Unabridged article from the Life section of the Annapolis Capital, Sunday, May 23, 2019
We’ve all heard of early bloomers, youngsters who perform at adult levels – and late bloomers, who are slow to get off the mark.
These realities only show that different folks blossom in different seasons of their life.
But occasionally, we meet an evergreen, a perennial who is never dormant, forever renewing, forever blooming at every stage of his or her life.
I met an evergreen a few weeks back. His name is Bob Sherer.
I heard about Sherer while visiting friends at Ginger Cove. They told me about one of their own, a baritone, who recently turned in a solo performance as a vocalist. Even though he’s now in the ninth decade of a very full life, Sherer can still belt out good music – e.g., showtime favorites from My Fair Lady as well as opera snippets from Verdi’s Don Carlo or Gounod’s Faust.
And he can do it with a tuba as well as vocally!
Born in 1938 in Annapolis, Sherer graduated from the US Naval Academy, Class of ’61. His life-long interest in music led him to join the Chapel choir and the USNA Drum and Bugle Corps, where he advanced to Corps commander.
“During those years,” he said, “the Academy was all men, so when we were slated to perform pieces like Handel’s Messiah, we would recruit female voices from Hood College in Frederick, Maryland.”
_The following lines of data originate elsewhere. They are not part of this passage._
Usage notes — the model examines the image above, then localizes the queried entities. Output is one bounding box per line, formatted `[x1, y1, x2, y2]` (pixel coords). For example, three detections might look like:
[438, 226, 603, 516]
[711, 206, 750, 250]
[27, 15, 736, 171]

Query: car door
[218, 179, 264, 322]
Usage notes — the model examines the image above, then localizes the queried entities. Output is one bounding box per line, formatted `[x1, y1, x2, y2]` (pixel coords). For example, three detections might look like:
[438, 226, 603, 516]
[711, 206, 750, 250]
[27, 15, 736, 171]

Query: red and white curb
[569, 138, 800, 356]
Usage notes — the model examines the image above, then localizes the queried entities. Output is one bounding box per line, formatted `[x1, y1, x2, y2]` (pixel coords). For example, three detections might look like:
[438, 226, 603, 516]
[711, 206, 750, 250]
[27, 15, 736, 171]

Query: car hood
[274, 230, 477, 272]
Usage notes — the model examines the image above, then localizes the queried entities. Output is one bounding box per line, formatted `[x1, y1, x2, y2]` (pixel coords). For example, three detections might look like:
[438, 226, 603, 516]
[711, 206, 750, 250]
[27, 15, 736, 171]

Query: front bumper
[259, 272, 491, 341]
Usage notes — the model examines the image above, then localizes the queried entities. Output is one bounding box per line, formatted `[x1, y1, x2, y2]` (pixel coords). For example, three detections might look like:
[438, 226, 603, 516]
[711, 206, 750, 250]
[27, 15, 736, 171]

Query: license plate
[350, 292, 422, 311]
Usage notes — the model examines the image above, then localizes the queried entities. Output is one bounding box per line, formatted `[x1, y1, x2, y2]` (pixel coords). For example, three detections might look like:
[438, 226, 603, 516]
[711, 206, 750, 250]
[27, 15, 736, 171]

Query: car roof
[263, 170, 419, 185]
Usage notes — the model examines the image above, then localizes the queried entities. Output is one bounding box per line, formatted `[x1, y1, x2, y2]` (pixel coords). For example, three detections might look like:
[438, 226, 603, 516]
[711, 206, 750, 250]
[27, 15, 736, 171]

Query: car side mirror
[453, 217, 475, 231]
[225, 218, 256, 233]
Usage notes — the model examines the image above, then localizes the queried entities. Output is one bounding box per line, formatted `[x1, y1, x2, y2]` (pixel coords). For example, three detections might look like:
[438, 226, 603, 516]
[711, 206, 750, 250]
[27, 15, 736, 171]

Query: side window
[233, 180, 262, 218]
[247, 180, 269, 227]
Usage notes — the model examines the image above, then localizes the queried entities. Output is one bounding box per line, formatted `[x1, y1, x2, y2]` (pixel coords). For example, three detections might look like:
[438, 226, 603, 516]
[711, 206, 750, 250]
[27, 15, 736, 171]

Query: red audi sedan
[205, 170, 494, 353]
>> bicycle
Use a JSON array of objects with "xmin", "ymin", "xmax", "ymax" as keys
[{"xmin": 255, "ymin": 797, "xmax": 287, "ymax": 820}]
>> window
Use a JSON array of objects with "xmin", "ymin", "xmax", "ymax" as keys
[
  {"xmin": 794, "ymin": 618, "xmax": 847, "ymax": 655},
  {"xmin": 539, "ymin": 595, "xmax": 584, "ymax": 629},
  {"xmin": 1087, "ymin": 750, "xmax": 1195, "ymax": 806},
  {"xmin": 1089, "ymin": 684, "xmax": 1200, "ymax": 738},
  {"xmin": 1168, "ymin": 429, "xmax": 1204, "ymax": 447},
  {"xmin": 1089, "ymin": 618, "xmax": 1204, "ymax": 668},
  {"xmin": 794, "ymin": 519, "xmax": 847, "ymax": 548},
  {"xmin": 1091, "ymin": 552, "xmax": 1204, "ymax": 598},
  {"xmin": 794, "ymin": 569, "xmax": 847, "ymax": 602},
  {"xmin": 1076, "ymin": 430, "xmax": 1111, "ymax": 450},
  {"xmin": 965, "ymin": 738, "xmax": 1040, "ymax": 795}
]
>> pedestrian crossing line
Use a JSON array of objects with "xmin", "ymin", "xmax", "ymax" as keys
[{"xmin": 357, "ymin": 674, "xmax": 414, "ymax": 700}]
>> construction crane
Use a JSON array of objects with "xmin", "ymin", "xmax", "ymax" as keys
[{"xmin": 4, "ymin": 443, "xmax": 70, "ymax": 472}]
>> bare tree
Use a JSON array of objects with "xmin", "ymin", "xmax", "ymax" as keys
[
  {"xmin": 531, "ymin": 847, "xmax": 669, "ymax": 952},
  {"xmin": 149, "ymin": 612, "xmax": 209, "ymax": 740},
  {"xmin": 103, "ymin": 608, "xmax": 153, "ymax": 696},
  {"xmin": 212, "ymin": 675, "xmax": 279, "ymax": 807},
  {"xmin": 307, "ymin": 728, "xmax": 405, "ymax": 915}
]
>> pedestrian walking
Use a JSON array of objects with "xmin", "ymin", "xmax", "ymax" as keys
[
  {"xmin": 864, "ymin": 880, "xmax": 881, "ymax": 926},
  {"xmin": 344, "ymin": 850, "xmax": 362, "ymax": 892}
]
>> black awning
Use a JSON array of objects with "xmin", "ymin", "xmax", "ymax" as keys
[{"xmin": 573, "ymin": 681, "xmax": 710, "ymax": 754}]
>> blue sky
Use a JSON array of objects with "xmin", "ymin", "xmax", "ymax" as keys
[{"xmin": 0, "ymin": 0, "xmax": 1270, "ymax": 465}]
Following graduation, Sherer joined the surface warfare fleet where he was an early member of America’s emerging nuclear navy, serving first on the USS Enterprise, the Navy’s first nuclear-powered aircraft carrier, now decommissioned. He also served on the USS Long Beach, a guided missile cruiser and the world’s first nuclear-powered surface combatant, and he commanded the anti-submarine frigate USS Patterson.
During his 30 years as a Naval officer, Sherer visited 45 nations – including service in the military assistance group at the US embassy in Lisbon, Portugal; two years studying political science as an Olmsted Scholar at the University of Geneva (Switzerland); and four years commanding the NROTC unit at MIT, his last active duty post.
So, what does a well-traveled, broadly experienced and tri-lingual evergreen do at age 53? Though fluent in Portuguese and French, Sherer went back to school, earning an MA degree in French language and literature from Boston University as he fired up a second career teaching middle and high school French in Poughkeepsie, NY.
Sherer refected, “By now, I’m a retired Naval officer, pushing age 54, and having to take orders from educators 20 years younger and to deal with parents as well as my young students. It was a bit like a cold shower. But I learned, and the experience was a great one. I found teaching to be very rewarding.”
Sherer’s second career as a teacher ended in 2004 when he and Diane, his late wife of 50 years, moved from Poughkeepsie to Annapolis, becoming residents at Ginger Cove, the Annapolis continuing care retirement community.
It was at Ginger Cove that Sherer launched his third career as a volunteer – or perhaps better, as servant leader.
When his wife became ill in 2007, Sherer became deeply involved as a caregiver until her passing in 2011. He emerged from that experience with intimate and practical knowledge of the transition from independent living to nursing care, including the overall operations of the health center.
Sherer increasingly participated in – and contributed to – the life of Ginger Cove. As a member of the Residents Club, Sherer began to chair committees such as building and grounds, energy and the environment, budget and finance and others. During this time, he also served as Residents Club president (2015-16).
Sherer’s interests, however, were not limited to governance. He also chaired the trip committee (2009-14). Today Ginger Cove residents can choose from more than 100 trips a year – including a wide range of theater, musical productions, and museum trips – trips planned and orchestrated by Sherer, including transportation and tickets for as many as 30 shows a year.
Indeed, Sherer’s first love since the Navy is music, and music takes up much of his time these days.
Sherer serves as the music coordinator for the weekly Ginger Cove Episcopal Service and the Catholic Mass every other week. He also coordinated equipping the auditorium organ with a digital interface and arranged for recording more than 90 hymns and other organ music.
Sherer recently gave residents a solo concert featuring a wide range of vocal selections from the Bach-Gounod Ave Maria to the Robert Goulet hit, If Ever I Should Leave You.
I also discovered that Sherer’s volunteer work does not end with Ginger Cove. According to Doug Hayman, current residents club president, “Bob Sherer has made significant contributions to the wider Annapolis community – including the Bay Winds Band, Renaissance Singers, and St. Anne’s Church [and his] energy and commitment to enhancing our community life.”
As Bob Sherer and I parted, I thought: Inside this calm, cool and collected man of great character and courtesy is an energizer bunny. You can’t see the bunny, but after 15 minutes with this man you know it’s there.
Polymath, philosopher and Nobel Laureate Albert Schweitzer once told a graduating class, “The only ones among you who will be really happy are those who have sought and found how to serve.” By that standard, there’s a good chance Bob Sherer is a “really happy” man – and no chance that he will rust out wondering what later life is all about.